Productivity apps need to maintain a high standard. Not only to software development best practices, but also ease of use.
Note: Red Hot Timer has a phenomenal user on-boarding walkthrough if you want a case study of how an app should be experienced the first time you open it (as always there is room for improvement).
Ease of Use
Many apps are not easy to use because the developer isn't used to having real people use their apps.
Most developers build their apps in isolation and never get outside input. They never put their app to the test in a public setting.
I've done numerous festivals with each of my apps, and what I've learned is that what you as the developer think is easy to use, doesn't always map to other people's expectations.
Before you demo your next app . . .
. . . before you release your next update
. . . before you submit your app to the App Store
. . . you need to make sure you test your app with real people.
User testing can uncover 80% of the issues with just 5-6 people who have never seen your app.
I always record the session (with permission), so that I can look back on the tests for anything that I may have missed in my notes (I'm scribbling notes and ideas as quickly as I can during a live user test).
Just having the feature checklist doesn't make your app good.

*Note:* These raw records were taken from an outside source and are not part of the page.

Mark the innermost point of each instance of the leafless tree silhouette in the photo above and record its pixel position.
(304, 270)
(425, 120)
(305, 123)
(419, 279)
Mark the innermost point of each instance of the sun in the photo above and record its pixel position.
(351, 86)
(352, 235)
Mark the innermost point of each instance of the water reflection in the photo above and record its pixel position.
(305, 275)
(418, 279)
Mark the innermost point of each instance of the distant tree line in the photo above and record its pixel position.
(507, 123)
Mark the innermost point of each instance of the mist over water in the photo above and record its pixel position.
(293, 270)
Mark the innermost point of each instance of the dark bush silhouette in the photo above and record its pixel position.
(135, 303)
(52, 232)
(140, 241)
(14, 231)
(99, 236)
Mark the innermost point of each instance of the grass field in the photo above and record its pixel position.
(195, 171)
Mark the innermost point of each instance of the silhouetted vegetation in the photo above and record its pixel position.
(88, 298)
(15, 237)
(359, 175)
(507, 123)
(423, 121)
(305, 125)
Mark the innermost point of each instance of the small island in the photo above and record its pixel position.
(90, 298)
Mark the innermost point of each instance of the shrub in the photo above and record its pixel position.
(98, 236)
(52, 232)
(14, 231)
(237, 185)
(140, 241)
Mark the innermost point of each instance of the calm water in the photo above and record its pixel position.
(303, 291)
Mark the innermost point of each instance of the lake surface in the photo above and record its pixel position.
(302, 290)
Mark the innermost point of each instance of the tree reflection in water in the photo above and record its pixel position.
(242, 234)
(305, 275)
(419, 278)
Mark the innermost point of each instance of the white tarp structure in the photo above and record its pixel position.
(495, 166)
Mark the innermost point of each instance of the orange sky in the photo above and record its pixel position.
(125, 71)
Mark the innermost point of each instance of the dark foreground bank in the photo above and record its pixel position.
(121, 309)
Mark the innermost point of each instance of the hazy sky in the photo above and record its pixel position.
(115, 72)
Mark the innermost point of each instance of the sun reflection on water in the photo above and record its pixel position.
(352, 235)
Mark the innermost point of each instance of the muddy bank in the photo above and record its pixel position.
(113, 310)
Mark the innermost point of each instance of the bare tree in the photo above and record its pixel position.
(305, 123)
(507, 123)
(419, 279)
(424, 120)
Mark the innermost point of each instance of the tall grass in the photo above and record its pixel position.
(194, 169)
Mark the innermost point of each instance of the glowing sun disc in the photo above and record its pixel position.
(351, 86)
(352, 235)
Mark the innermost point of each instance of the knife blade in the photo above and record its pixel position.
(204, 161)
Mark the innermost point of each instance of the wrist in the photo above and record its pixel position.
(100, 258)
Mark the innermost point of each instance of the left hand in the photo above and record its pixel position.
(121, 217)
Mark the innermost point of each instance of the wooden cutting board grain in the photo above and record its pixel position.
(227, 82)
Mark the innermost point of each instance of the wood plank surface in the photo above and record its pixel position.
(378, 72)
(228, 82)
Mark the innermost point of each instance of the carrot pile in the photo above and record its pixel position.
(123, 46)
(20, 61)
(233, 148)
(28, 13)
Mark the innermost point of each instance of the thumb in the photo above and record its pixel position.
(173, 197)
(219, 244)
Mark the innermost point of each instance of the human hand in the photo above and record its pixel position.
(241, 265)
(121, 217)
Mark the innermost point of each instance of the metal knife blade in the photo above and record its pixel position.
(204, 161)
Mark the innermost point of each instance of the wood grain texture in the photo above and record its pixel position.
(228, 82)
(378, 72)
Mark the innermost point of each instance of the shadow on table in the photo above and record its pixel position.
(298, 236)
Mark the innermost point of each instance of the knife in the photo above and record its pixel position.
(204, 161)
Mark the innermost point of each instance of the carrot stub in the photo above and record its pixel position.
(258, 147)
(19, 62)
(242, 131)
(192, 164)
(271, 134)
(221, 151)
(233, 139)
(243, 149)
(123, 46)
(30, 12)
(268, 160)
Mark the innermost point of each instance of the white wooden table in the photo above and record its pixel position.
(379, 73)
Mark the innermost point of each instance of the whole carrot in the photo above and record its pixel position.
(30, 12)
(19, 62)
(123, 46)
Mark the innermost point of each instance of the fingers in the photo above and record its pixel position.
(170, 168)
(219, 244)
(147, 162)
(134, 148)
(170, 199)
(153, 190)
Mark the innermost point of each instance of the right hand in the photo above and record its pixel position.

That's where you need to have an opinion of how things work.
As a developer your goal should be to build software that does something better, that connects dots that have been left unconnected, and that provides an ideal workflow to a common problem.
The way in which our upcoming timer app works is very much opinionated based on my experience with existing timer apps on the App Store.
It's opininated in how the features work, and the way in which the features behave.
As developers and designers we can't leave every option up to the user.
That's not good design.
Your app needs to be intentional and it needs to guide the user on how to use it, without them having to read a 10 page manual.
Design should walk people through in a natural way.
If you don't stick your flag in the ground and say this is how we're giong to do it, then you're open to all kinds of feature and scope creep.
Version 1 is always the hardest, but it's all about putting your flag in the ground as a product designer and saying this is our app, this is what it does, and this is what it doesn't do.
Super Easy Timer (Beta)
If you struggle with managing your time, or you need more accountability in your own line of work then you're a good fit for our new app.
Our timer uses natural language to create timers that can be quickly started and stopped.
One of the hardest parts about anything is just starting.
The way I use this timer in the morning is to force myself to write (journal) for 5 minutes.
I set the timer by typing "5 minutes" + Enter.
Then I start writing, and I ignore anything that isn't writing.
The timer gives me focus and I believe that it can also give you focus.
That means no email, no text messages, no Facebook.
For 5 minutes I write.
I also use this when I need to send an email and I want to time box the task, it gives me a goal to try and finish by.
I used a 20 minute timer to draft this post, and four 10 minute timers to edit, and then post on Ghost (our blog platform).